We believe the references that do not apply to portable or standalone computers that process classified information should be removed. Also, any instructions provided in Standard 1.6 that were derived from those incorrect references should be deleted from the document. The Assistant Director of SEPS concurred with our position that unclassified references should not be used in standards for storing, processing, or transmitting classified information.

Separate Authority Governing Classified National Security Information and Sensitive Compartmented Information

Standard 1.6 provides a uniform policy for portable and standalone computers that store, process, or transmit classified information (see Appendix III, page 25).

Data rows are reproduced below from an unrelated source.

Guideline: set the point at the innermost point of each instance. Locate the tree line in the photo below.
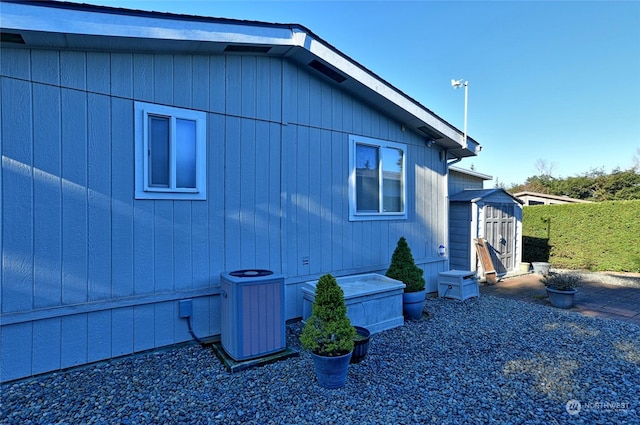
(594, 185)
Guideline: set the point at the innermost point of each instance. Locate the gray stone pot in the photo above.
(413, 304)
(331, 371)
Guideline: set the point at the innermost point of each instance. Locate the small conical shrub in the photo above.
(404, 269)
(328, 331)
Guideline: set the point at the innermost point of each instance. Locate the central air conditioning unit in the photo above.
(252, 306)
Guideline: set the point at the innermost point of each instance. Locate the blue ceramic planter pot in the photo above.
(413, 304)
(331, 371)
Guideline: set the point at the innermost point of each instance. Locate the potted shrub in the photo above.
(561, 288)
(404, 269)
(541, 267)
(328, 334)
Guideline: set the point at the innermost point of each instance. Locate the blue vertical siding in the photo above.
(47, 196)
(91, 273)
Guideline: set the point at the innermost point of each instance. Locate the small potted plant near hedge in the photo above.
(328, 334)
(561, 288)
(404, 269)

However, there are two organizations outside the DOJ that have government-wide authority over the security of systems that store, process, or transmit classified information. The Committee on National Security Systems issued certification and accreditation policy for systems that process Classified National Security Information. Further, the CIA issued certification and accreditation policy for systems that process Sensitive Compartmented Information. Despite unique and specific guidance regarding Classified National Security Information and Sensitive Compartmented Information from these government-wide authorities, Standard 1.6 does not differentiate between the two or provide separate processing requirements for information classified under these distinct designations.

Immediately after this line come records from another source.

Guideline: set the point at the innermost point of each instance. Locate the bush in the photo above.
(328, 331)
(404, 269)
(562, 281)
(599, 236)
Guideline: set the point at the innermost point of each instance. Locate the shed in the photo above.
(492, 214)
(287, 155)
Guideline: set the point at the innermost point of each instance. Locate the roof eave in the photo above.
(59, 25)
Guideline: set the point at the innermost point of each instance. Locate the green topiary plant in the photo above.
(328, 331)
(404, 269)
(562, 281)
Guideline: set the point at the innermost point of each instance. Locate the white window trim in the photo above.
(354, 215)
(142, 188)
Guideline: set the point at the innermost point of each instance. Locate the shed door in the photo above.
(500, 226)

We believe that Standard 1.6 should address the systems that process Classified National Security Information and Sensitive Compartmented Information separately, because those systems are subject to policies developed by two separate government-wide authorities. SEPS, a voting member of the Committee on National Security Systems for the Department of Justice (see Appendix II, page 22), agrees with our position.

Incomplete Guidance and Instructions

We found three areas, described below, where the guidance and instructions provided in Standard 1.6 are incomplete and therefore need revision.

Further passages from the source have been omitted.